Atherosclerosis is the medical name for hardening and narrowing of the arteries where the body's vital pipework gets clogged up with fatty deposits called plaques or atheroma.
Atherosclerosis develops over time, but the restriction it causes to blood flow can damage organs and increases the risk of blood clots, heart attacks and strokes.
Most adults are likely to have some degree of atherosclerosis, especially over the age of 40. Atherosclerosis is also more common in men than it is in women.
How atherosclerosis happens
Arteries are blood vessels that carry blood from the heart throughout the body. They're lined by a thin layer of cells called the endothelium. The endothelium works to keep the inside of arteries toned and smooth, which keeps blood flowing.
Atherosclerosis starts when high blood pressure, smoking, or high cholesterol damage the endothelium. At that point, cholesterol plaque – called atheroma - begins to form.
Cholesterol invasion. Bad cholesterol, or LDL, crosses damaged endothelium. The cholesterol enters the wall of the artery.
Plaque formation. Your white blood cells stream in to digest the LDL cholesterol. Over years, the accumulating mass of cholesterol and cells becomes a plaque in the wall of the artery.
Atherosclerosis tends to happen throughout the body.
Atherosclerosis usually causes no symptoms until middle or older age. Once narrowing becomes severe, it restricts blood flow and can cause pain. Blockages can also suddenly rupture, causing blood to clot inside an artery.
Plaques from atherosclerosis can behave in different ways.
- They can stay within the artery wall. There, the plaque grows to a certain size and stops. Because they don't block blood flow, these plaques may never cause any symptoms.
- They can grow in a slow, controlled way into the path of blood flow. Eventually, they cause significant restriction in blood flow. Pain on exertion (in the chest or legs) is the usual symptom.
- The worst-case scenario - plaques can suddenly rupture, allowing blood to clot inside an artery, completely obstructing blood flow. In the brain, this causes a stroke; in the heart, a heart attack.
The plaques of atherosclerosis cause the three main kinds of cardiovascular disease:
- Coronary artery disease: Stable plaques in the heart's arteries cause angina ( chest pain on exertion).
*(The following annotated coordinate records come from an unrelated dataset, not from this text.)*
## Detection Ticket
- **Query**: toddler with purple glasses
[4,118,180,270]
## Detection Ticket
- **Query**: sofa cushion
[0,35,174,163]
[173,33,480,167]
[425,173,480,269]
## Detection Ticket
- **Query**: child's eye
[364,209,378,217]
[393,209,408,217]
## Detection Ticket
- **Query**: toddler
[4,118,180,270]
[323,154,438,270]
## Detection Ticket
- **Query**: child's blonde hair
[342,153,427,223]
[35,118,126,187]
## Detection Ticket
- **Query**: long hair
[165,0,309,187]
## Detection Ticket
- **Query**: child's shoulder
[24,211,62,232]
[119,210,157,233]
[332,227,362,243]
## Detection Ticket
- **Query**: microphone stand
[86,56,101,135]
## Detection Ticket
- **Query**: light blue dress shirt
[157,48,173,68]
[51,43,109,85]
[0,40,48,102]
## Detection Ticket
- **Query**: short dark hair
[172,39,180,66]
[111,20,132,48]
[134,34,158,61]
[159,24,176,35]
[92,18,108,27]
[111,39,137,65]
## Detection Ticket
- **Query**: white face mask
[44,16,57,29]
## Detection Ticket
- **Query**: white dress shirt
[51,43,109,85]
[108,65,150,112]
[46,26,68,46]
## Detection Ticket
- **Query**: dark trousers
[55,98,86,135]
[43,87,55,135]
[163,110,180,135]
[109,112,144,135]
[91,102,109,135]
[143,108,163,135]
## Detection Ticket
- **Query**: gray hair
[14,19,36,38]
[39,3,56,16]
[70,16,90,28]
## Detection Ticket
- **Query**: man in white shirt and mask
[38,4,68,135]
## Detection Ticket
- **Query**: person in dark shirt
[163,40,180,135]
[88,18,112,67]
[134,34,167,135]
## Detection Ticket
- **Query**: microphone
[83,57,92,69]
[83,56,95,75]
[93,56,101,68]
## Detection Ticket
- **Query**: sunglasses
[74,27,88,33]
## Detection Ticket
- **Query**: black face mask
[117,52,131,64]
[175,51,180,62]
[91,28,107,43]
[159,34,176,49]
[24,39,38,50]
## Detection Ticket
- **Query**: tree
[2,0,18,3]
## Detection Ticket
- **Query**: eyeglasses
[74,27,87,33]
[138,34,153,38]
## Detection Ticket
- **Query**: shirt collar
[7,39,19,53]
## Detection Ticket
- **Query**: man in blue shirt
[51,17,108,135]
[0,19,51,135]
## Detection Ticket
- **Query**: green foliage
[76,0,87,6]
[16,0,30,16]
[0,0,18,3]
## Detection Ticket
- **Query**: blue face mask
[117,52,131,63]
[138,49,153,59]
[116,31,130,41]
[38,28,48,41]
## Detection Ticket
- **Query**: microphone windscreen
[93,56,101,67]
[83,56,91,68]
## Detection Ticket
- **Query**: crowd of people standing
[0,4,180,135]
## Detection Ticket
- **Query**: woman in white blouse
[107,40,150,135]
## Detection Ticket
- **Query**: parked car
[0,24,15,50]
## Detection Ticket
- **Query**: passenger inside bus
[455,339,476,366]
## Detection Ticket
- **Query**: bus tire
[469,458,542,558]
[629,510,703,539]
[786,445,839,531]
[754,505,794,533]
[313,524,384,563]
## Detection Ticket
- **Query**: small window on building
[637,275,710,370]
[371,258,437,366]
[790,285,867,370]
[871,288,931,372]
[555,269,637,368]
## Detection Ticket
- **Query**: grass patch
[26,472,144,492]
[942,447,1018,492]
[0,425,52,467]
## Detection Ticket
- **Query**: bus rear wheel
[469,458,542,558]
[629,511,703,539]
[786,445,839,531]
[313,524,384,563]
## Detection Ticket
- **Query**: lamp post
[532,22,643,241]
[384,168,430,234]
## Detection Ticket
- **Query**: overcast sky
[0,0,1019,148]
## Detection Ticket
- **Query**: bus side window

Sudden plaque rupture and clotting obstructs blood flow to the heart causing heart muscle to die. This is a heart attack, or myocardial infarction.
- Cerebrovascular disease: Ruptured plaques in the brain's arteries can obstruct blood supply to the brain causing a stroke, with the potential of permanent brain damage. Temporary blockages in an artery can cause transient ischaemic attacks (TIAs), which are warning signs of stroke, but with no brain injury.
- Peripheral artery disease: Narrowing in the arteries of the legs caused by plaque. Peripheral artery disease causes poor circulation. This causes pain on walking and poor wound healing. Severe disease may lead to the need for amputations.